Egypte : la justice traque les influenceuses

Les internautes égyptiens devraient désormais faire attention à la publication des informations sur les réseaux sociaux. Des influenceuses ont été…

Parredaction Catégorie Dossiers le 30 juillet 2020

Les internautes égyptiens devraient désormais faire attention à la publication des informations sur les réseaux sociaux. Des influenceuses ont été condamnées à deux ans de prison.

La justice égyptienne surveille de près toutes les informations sur internet et en particulier sur les réseaux sociaux. Le tribunal du Caire a procédé, le 27 juillet, à la condamnation de cinq (5) influenceuses pour « atteinte aux bonnes mœurs ».

Les raisons motivant cette inculpation

Parmi les 05 jeunes femmes condamnées, figurent Mawada al-Adham, Haneen Hossam.

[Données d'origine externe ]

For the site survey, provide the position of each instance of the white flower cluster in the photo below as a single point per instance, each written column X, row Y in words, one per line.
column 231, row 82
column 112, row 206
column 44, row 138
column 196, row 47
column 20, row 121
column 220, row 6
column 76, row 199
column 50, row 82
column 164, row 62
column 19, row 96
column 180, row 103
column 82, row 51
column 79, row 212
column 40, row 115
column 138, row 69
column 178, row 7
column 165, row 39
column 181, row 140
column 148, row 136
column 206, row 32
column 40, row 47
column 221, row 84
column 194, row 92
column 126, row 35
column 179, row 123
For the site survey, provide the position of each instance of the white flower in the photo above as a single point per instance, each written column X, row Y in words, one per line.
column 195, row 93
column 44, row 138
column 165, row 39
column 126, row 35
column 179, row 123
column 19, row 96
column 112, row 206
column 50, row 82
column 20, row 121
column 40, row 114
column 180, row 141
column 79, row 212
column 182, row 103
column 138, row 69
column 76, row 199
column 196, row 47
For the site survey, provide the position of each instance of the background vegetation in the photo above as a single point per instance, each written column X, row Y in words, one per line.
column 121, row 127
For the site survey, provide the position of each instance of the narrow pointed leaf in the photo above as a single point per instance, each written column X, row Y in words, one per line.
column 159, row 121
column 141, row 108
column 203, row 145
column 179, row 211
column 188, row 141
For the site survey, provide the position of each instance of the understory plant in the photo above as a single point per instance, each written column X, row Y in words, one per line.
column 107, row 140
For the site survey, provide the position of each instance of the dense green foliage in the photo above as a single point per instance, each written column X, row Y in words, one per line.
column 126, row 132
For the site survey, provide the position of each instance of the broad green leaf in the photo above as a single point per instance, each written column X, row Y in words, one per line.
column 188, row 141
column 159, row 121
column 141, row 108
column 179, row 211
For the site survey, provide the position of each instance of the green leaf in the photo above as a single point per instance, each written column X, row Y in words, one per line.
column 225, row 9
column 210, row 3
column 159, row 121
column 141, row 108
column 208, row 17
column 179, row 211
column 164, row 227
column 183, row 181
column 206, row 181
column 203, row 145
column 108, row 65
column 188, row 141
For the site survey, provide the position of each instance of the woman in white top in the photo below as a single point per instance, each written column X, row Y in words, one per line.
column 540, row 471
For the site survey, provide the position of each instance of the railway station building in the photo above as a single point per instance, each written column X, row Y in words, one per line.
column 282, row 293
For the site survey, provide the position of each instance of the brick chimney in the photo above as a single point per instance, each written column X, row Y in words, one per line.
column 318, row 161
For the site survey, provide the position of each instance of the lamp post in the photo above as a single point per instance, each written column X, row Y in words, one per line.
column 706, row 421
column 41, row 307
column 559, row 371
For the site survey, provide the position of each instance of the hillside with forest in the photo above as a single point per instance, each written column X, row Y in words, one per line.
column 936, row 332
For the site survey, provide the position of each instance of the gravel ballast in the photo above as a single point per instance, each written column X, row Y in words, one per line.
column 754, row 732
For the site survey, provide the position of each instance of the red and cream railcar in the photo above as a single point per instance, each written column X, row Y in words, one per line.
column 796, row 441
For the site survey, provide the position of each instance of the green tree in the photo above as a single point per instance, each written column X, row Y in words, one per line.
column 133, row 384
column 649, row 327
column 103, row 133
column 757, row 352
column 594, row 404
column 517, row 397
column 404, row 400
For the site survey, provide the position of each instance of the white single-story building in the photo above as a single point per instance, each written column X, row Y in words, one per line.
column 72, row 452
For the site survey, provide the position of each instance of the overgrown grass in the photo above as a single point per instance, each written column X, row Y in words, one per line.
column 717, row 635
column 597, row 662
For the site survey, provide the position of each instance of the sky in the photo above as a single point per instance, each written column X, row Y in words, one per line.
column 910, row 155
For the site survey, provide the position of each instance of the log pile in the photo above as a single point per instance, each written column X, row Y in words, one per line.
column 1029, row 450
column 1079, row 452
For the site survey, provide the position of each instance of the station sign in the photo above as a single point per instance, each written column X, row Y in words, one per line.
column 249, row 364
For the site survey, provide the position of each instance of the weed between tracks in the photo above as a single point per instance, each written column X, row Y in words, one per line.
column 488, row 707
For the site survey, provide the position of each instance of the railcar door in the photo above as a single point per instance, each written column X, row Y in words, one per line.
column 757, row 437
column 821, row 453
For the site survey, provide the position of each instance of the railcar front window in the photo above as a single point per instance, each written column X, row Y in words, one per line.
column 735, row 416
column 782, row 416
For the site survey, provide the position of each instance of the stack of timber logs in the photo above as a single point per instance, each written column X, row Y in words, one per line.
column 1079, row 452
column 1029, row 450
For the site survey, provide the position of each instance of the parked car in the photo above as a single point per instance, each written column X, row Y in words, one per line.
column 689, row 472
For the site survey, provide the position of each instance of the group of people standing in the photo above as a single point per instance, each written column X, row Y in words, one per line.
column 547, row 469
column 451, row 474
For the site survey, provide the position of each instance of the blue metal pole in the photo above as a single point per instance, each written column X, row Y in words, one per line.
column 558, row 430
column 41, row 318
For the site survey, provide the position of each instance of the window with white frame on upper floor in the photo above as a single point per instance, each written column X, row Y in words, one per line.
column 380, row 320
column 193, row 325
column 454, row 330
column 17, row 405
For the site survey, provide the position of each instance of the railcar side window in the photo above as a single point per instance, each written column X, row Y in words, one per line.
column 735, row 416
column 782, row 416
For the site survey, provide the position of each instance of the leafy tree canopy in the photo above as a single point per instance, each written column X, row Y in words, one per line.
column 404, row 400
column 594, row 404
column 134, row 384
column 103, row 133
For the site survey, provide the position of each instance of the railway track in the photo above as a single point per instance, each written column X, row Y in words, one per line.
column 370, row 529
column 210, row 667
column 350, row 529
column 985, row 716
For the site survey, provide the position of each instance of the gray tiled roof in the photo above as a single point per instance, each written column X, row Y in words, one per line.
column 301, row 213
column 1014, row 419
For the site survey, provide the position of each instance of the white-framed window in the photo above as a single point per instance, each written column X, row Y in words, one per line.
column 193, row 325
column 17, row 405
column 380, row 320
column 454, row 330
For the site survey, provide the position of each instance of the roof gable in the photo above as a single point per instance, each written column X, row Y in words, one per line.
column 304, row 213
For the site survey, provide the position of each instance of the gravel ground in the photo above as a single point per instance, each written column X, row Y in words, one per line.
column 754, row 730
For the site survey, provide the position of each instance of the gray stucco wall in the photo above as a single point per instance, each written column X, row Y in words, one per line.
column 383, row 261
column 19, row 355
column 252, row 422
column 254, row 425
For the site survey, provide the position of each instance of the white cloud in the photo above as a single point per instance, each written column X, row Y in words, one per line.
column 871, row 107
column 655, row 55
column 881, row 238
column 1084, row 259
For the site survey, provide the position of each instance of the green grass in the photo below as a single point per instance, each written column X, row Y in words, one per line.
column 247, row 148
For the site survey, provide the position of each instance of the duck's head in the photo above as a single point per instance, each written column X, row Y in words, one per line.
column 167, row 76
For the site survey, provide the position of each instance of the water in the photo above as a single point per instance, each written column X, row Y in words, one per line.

Elles ont été arrêtées durant le mois d’avril et mai après avoir diffusé des vidéos sur le réseau social TikTok. Le contenu de ces publications a été jugé « immoral » par les autorités égyptiennes.

Selon le verdict prononcé, chaque condamnée doit aussi payer une amende de 300 000 livres égyptiennes (près de 16 000 euros).

Mais, elles ont jusqu’au 17 août prochain pour faire appel de cette décision. « Le verdict est choquant, mais on s’y attendait. Nous verrons ce qui se passera en appel », a indiqué Me Intissar al-Saeed, Avocate de certaines victimes.

Pour l’Avocat Tarek al-Awadi, l’arrestation des influenceurs montre, à quel point, une société profondément conservatrice et religieuse est aux prises avec l’essor rapide des technologies de communication modernes.

Une liberté d’expression limitée

L’Egypte est connue comme un « Etat conservateur » et très exigent en ce qui concerne le respect des valeurs civiques et morales. Le gouvernement s’est lancé ces dernières années dans le contrôle strict des activités sur internet.

Ceci, à travers la mise en place des lois qui permettent aux autorités de surveiller les comptes personnels des médias sociaux ayant plus de 5 000 abonnés et à bloquer les sites internet considérés comme une menace pour la sécurité nationale.

Les 05 femmes inculpées font partie d’une dizaine d’influenceuses ciblées dans la période d’arrestation. Sur le réseau social TikTok, la star web Mawada al-Adham a 2 millions d’abonnés contre de 1,3 million pour Haneen Hossam.

Selon les informations, Haneen avait publié une vidéo dans laquelle elle confiait à ses abonnés qu’elles pouvaient « se faire de l’argent en travaillant avec elle ». Un message, interprété par l’autorité comme une promotion de la prostitution.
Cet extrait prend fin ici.